RALEIGH, N.C. (WNCN) — Coast Guard crews from the Tar Heel state helped rescue a man from an adrift and disabled sailing yacht 270 miles off the North Carolina coast last week, officials said.
The rescue effort comes just two weeks after two sailing yachts were shipwrecked at the Outer Banks — one now buried beneath sand and the other left on the beach after running aground.
The sailing vessel in which the rescue took place left Jersey City, New Jersey, en route to Bermuda earlier this month, according to a news release from the U.S. Coast Guard.
The family of the man aboard the Windward Passage boat lost contact with the sailboat on Nov. 6 and as of Nov. 14, the man was overdue.
A signal was sent to boats in the Atlantic and the captain of a ship called the Time Bandit heard the information.
The Time Bandit then “happened upon” an adrift sailing vessel with tattered sails and a missing boom, matching the description of the overdue mariner.
“Due to on-scene conditions, the Coast Guard advised against an at-sea transfer” from the disabled yacht to Time Bandit, the news release said.
The captain of the Time Bandit let the Coast Guard know the location of the Windward Passage.
The good Samaritan later wrote about the encounter, noting the seas were rough and the captain on the disabled boat didn’t even appear to notice them when they were just a boat length away.
“Given the state of the boat and its skipper, our guess is he suffered a knockdown,” Stuart Letton, captain of the Time Bandit wrote.

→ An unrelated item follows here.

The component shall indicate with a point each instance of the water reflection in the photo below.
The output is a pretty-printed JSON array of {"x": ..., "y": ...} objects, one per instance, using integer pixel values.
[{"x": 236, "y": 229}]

Letton said the Windward Passage’s anchor was adrift and was dragging from the bow.
“The main boom and mainsail had been torn off and was now being towed astern as an extremely effective drogue,” Letton wrote on his blog. “One of the saloon windows was smashed as was a deck hatch. Things weren’t looking good.”

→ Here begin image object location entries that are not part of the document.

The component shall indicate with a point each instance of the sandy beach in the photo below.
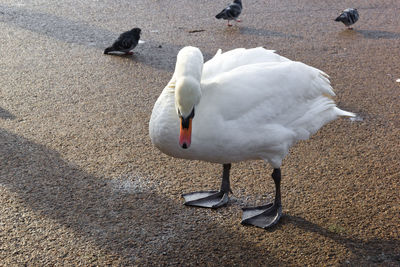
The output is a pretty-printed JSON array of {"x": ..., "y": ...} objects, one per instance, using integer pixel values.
[{"x": 82, "y": 185}]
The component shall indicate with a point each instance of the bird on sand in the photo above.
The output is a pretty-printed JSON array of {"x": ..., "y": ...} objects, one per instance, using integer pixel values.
[
  {"x": 244, "y": 104},
  {"x": 231, "y": 12},
  {"x": 125, "y": 42},
  {"x": 349, "y": 16}
]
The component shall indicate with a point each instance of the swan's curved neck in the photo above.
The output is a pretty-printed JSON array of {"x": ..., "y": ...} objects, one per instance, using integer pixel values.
[{"x": 187, "y": 76}]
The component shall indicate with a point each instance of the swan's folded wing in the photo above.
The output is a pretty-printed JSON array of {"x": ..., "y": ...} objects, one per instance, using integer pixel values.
[
  {"x": 276, "y": 92},
  {"x": 224, "y": 62}
]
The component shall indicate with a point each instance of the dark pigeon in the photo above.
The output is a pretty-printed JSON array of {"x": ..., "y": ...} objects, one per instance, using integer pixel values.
[
  {"x": 125, "y": 42},
  {"x": 231, "y": 12},
  {"x": 349, "y": 16}
]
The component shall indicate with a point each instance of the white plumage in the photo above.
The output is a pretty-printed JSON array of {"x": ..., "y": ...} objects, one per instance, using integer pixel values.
[
  {"x": 245, "y": 104},
  {"x": 254, "y": 105}
]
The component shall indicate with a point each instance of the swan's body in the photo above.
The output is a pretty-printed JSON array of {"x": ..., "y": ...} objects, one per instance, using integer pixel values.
[{"x": 248, "y": 104}]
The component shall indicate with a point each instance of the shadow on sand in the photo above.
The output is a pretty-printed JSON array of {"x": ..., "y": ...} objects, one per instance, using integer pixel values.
[
  {"x": 125, "y": 217},
  {"x": 375, "y": 251},
  {"x": 121, "y": 217},
  {"x": 6, "y": 115}
]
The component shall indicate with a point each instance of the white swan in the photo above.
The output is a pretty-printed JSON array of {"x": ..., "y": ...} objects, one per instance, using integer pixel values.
[{"x": 244, "y": 104}]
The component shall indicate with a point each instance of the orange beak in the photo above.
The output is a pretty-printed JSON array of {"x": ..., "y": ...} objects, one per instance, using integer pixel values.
[{"x": 185, "y": 135}]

The Coast Guard Cutter Lawrence Lawson arrived on Wednesday and took the sailor aboard.
“The mariner was transported in stable condition and reunited with family Thursday,” the news release said.
An HC-130 Hercules and an MH-60 helicopter — both from Elizabeth City — were dispatched to help in the search and rescue.
“We are pleased that this case resulted in a family reunion,” said Cmdr. Wes Geyer, search and rescue mission coordinator, Coast Guard Atlantic Area. “The search area for this case was nearly twice the size of Texas and the seas are very unforgiving.”